I’ve recently been working a lot with parsing Mach-O files, so I’m begining to understand in a fair bit of detail how they are structured and how they work. I’ve been developing a library, called libhelper, which can parse Mach-O files. Libhelper-macho also powers Img4helper, and HTool.

This is not a complete writeup or documentation covering everything about Mach-O’s, and I appreciate this has probably been covered to death. It’s not aimed at those who already have an advanced knowledge of how Mach or Darwin works, rather it’s aimed at those who are in a position I was a few weeks ago, having limited knowledge of how Mach-O’s are structured. However I felt this would be a useful resource, and a good way to kick-off my Blog.

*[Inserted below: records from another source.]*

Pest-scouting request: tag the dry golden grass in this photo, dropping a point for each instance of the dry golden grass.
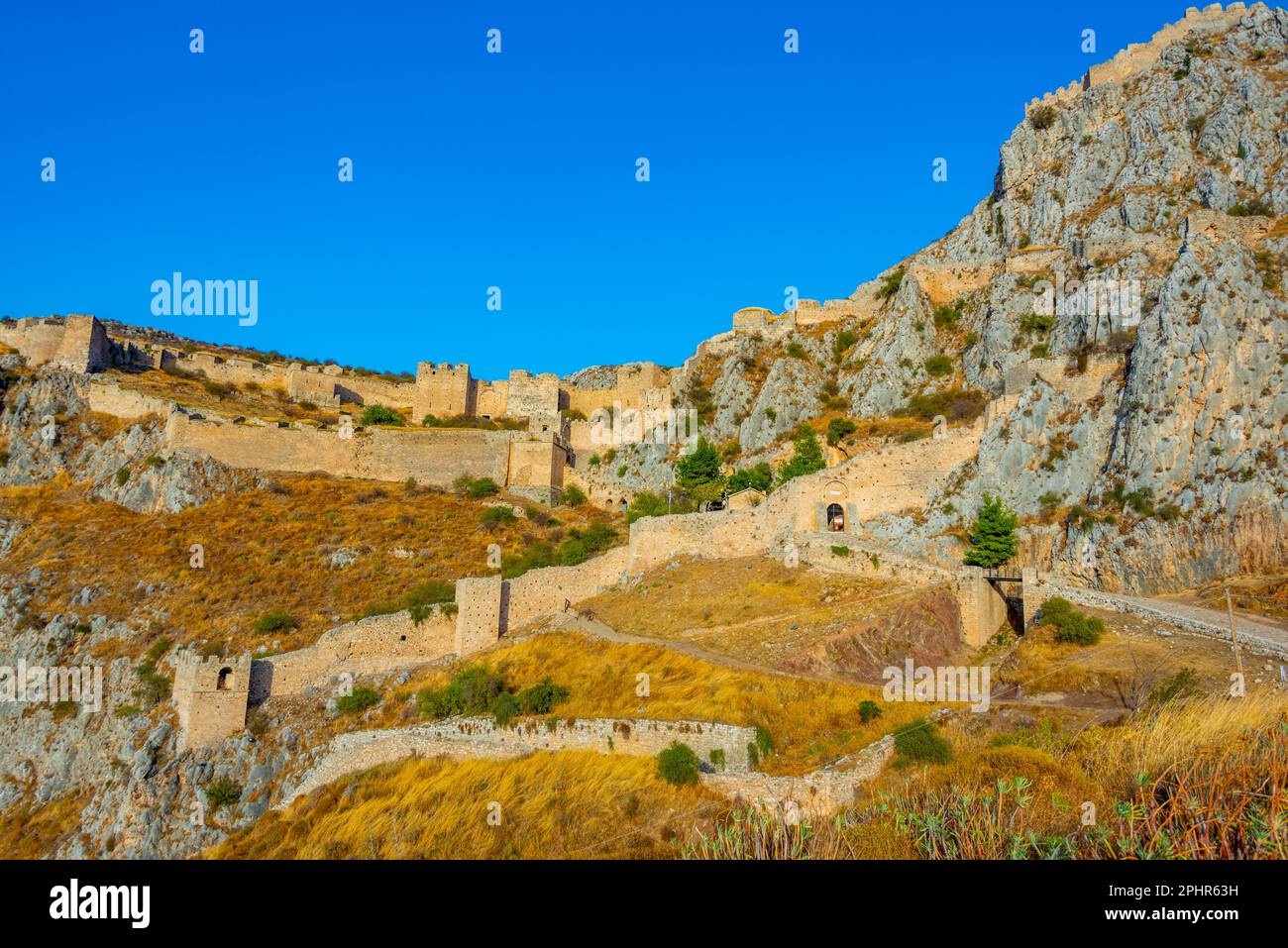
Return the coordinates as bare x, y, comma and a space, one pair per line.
1119, 670
34, 832
263, 550
1115, 758
571, 805
810, 721
268, 403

There are multiple types of Mach-O, such as Executable or KEXT Bundles, so I can’t cover them all. My aim for this post is to discuss the basics - namely Header, Load Commands and Segment Commands. I may discuss other areas in the future but this is a start.

What are Mach-O files

Mach-O files, or Mach Object Files, are an executable format used on Operating Systems based on the Mach Kernel. This includes Apple’s Darwin iOS, macOS, watchOS etc. There are multiple types of Mach-O file, such as executables, object-code, shared and dynamic libraries, kernel extension (KEXT) bundles and even debug companion files.

Mach-O Format

Mach-O files are simply binary files, there isn’t particularly anything special about them in that regard. You can read in some bytes into a C structure and boom, you’ve parsed a Mach-O (or at least part of it). Natively, they can only be run on Mach/Darwin/XNU-based systems, however there are some implementations for loading and executing Mach-O files on Linux. Although you can run simple applications this way, the majority of applications will not work due to reliance on certain macOS libraries, such as /usr/lib/libSystem.B.dylib.

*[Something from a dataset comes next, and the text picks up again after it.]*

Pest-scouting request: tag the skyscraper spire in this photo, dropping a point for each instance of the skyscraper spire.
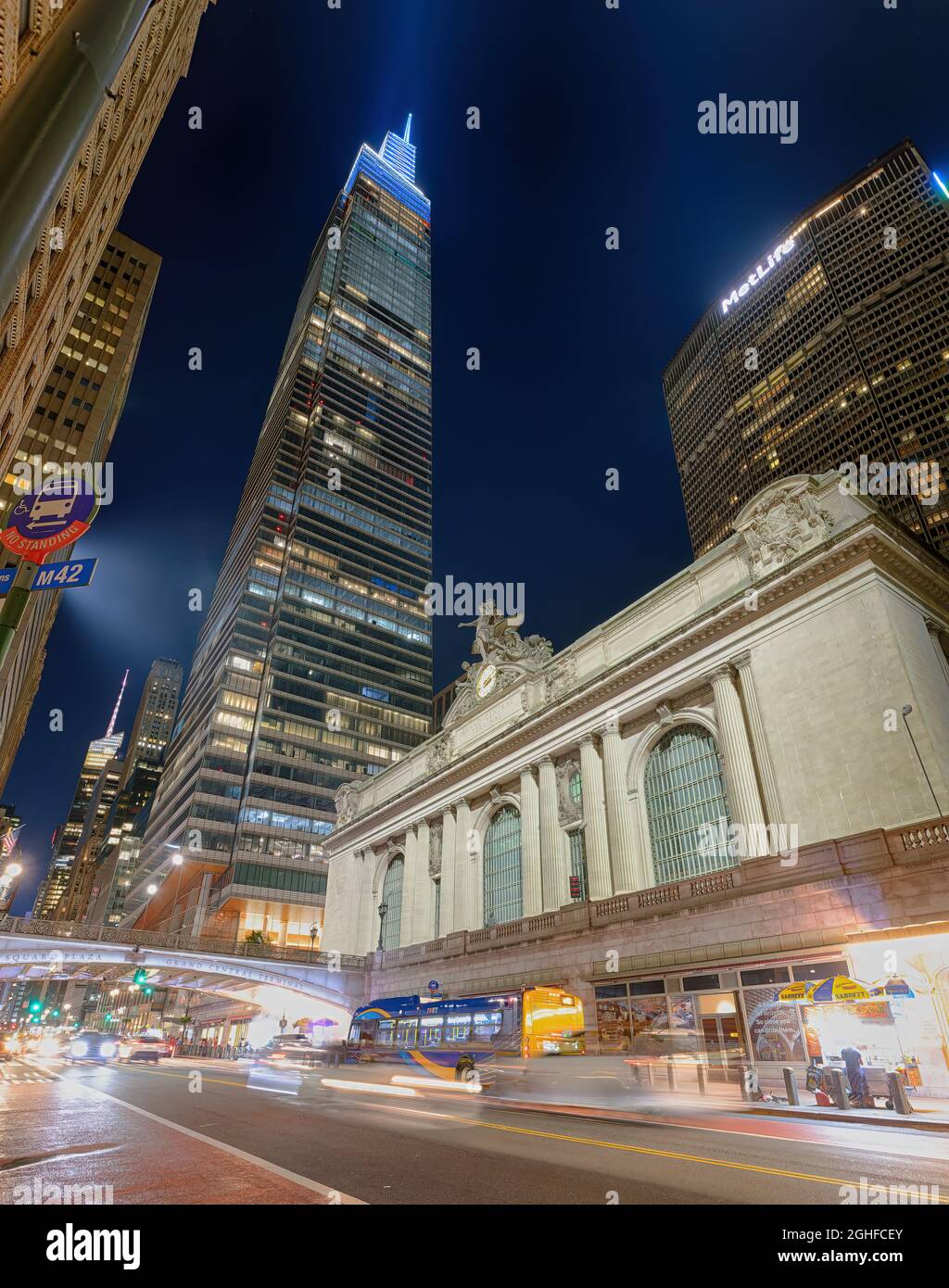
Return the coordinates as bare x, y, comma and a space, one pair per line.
399, 152
119, 702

A Mach-O is made up of one Mach header, a number of load commands (specified in the header) and the data. The data is organised into Segments, which are made up of 0 to 255 Sections, and there special load commands to describe them. Mach-O files are organised as follows:

  1. Mach-O Header
  2. Load Commands
  3. Data

The purpose of this article is to discuss, at a higher level, each of these areas of a Mach-O file, how data is organised and how to load this data from a given Mach-O file into relevant C structures.

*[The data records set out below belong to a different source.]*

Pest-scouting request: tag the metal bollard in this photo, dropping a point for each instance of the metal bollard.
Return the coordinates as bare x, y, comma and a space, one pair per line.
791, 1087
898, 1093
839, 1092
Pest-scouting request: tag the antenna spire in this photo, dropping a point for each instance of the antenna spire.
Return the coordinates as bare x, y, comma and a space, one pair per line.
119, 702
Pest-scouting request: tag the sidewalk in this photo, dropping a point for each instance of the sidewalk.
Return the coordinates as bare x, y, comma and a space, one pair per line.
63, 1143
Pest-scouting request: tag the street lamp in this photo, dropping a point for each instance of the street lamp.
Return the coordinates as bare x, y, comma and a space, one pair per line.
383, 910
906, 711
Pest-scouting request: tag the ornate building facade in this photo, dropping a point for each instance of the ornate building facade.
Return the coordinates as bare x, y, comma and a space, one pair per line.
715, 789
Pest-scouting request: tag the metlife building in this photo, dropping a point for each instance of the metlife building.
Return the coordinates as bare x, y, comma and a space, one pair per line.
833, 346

Starting with the Mach Header. It’s purpose is to describe what the file contains, and how the Kernel and Dynamic Linker should handle it. The first 4 bytes are, like with any file, it’s “Magic Number”. A Magic Number is used to identify a file format. In the case of Mach-O’s there are three Magic Numbers that one may come across. 0xfeedface for 32-bit, 0xfeedfacf for 64-bit and 0xcafebabe for Mach Universal Binaries / Object files.

Other properties of a Mach-O Header include the cpu type and sub type which define the architecture the Mach-O is built for (e.g. arm64, x86_64, arm64_32), the number of Load Commands and the size of that area and flags to be passed to the Dynamic Linker. The layout of the header is shown below:

    struct mach_header {
        uint32_t            magic;          // mach magic number
        cpu_type_t          cputype;        // cpu specifier
        cpu_subtype_t       cpusubtype;     // cpu subtype specifier
        uint32_t            filetype;       // type of mach-o e.g. exec, dylib ...
        uint32_t            ncmds;          // number of load commands
        uint32_t            sizeofcmds;     // size of load command region
        uint32_t            flags;          // flags
        uint32_t            reserved;       // *64-bit only* reserved
    };

The Mach-O header takes up 32 bytes for 64-bit files, at 28 bytes for 32-bit files. You can populate the the header structure by memcpy() the correct size into a mach_header structure, and you’ll be able to access the header elements as normal.

Load Commands

Load Commands are placed directly after the Mach-O header in the file. They specify the logical structure of the file and the layout of the file in virtual memory.

All Load Commands have a common 8 byte structure which identifies the type of the command and it’s size. This common structure is defined as follows:

   struct load_command {
        uint32_t			cmd;			// type of load command
        uint32_t			cmdsize;		// size of load command
    };

There are over a dozen Load Commands, some are common across all Mach-O’s and some are only found in certain cases. Load Commands placed after the Mach-O header, with the first being Segment Commands. These are discussed further under Segment Commands.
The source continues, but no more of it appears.